The principle is easily extended to TensorNets. The weights returned by get_weights
are tf.Variable
, and the outputs from get_outputs
and get_middles
are tf.Tensor
. Thus, the weights will be affected by only tf.name_scope
, while the outputs and the middles by both tf.variable_scope
and tf.name_scope
. Surely, the model function call can't be performed without reuse=True
or reuse=tf.AUTO_REUSE
because the function will try to create the same variable again.
with tf.name_scope('xoo'):
with tf.variable_scope('yoo'):
with tf.name_scope('zoo'):
# The weights returned by `get_weights` are `tf.Variable`,
# and the outputs from `get_outputs` and `get_middles` are `tf.Tensor`
x1 = tf.placeholder(tf.float32, [None, 224, 224, 3], name='x1')
model1 = nets.ResNet50(x1)
# `tf.Variable` will be affected by only `tf.name_scope`.
assert model1.get_weights()[-1].name == 'yoo/resnet50/logits/biases:0'
# `tf.Tensor` will be affected by both `tf.variable_scope` and `tf.name_scope`.
assert model1.name == 'xoo/yoo/zoo/resnet50/probs:0'
assert model1.get_outputs()[-1].name == 'xoo/yoo/zoo/resnet50/probs:0'
assert model1.get_middles()[-1].name == 'xoo/yoo/zoo/resnet50/conv5/block3/out:0'
# `tf.get_variable` will try to create the same variable again
# if `tf.variable_scope(reuse=None)` (default).
try:
x2 = tf.placeholder(tf.float32, [None, 224, 224, 3], name='x2')

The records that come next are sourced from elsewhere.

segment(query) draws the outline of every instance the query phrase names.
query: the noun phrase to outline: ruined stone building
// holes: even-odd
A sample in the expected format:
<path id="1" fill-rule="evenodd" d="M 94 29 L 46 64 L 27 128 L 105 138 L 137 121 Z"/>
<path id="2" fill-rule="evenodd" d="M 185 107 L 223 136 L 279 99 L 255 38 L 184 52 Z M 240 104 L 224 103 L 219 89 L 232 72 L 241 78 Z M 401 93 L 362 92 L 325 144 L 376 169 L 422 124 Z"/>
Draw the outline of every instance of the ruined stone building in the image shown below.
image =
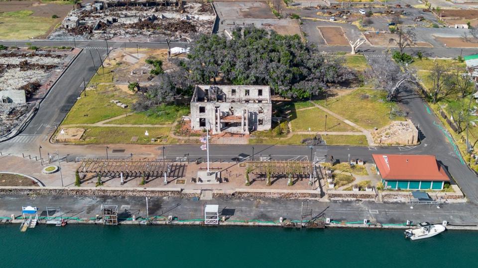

model2 = nets.ResNet50(x2)
except ValueError as e:
print(e) # Variable yoo/resnet50/conv1/conv/weights already exists, disallowed.
And we can easily implement the concept of weight sharing by using tf.variable_scope(reuse=tf.AUTO_REUSE)
. An example is as follows:
with tf.variable_scope('boo', reuse=tf.AUTO_REUSE):
w1 = tf.get_variable('w', [1])
w2 = tf.get_variable('w', [1])
assert w1 == w2
assert w1.name == 'boo/w:0'
s = tf.constant(-1.0)
y1 = s * w1
y2 = s * w2
assert y1 != y2
assert y1.name == 'boo/mul:0'
assert y2.name == 'boo/mul_1:0'
TensorNets can be also easily integrated with tf.variable_scope
:
with tf.variable_scope('koo', reuse=tf.AUTO_REUSE):
x1 = tf.placeholder(tf.float32, [None, 224, 224, 3], name='x1')
x2 = tf.placeholder(tf.float32, [None, 224, 224, 3], name='x2')
model1 = nets.ResNet50(x1)
model2 = nets.ResNet50(x2)
for (a, b) in zip(model1.get_weights(), model2.get_weights()):
assert a == b
assert model1.get_weights()[-1].name == 'koo/resnet50/logits/biases:0'
assert model1 != model2
assert model1.name == 'koo/resnet50/probs:0'
assert model2.name == 'koo/resnet50_1/probs:0'
Summary
I'd like to say that there are two patterns to implement weight sharing:
- with
tf.variable_scope
:
with tf.variable_scope('koo', reuse=tf.AUTO_REUSE):
model1 = nets.ResNet50(x1)
model2 = nets.ResNet50(x2)
- without
variable_scope
:
model1 = nets.ResNet50(x1, reuse=tf.AUTO_REUSE)
model2 = nets.ResNet50(x2, reuse=tf.AUTO_REUSE)
- (equivalent to 2):
import functools
resnet = functools.partial(nets.ResNet50, reuse=tf.AUTO_REUSE)
model1 = resnet(x1)
model2 = resnet(x2)
And I recommend the following pattern used in deploying multiple clones in tf.slim
:
with tf.name_scope('clone0'):
model1 = nets.ResNet50(x1, reuse=tf.AUTO_REUSE)
with tf.name_scope('clone1'):
model2 = nets.ResNet50(x2, reuse=tf.AUTO_REUSE)
for (a, b) in zip(model1.get_weights(), model2.get_weights()):
assert a == b
assert model1.name == 'clone0/resnet50/probs:0'
assert model2.name == 'clone1/resnet50/probs:0'
Without tf.name_scope
, tf.Tensor
will be automatically named with a postfix-style (resnet50
, resnet50_1
, ...). I think that it may be difficult to manage tensor names in such cases.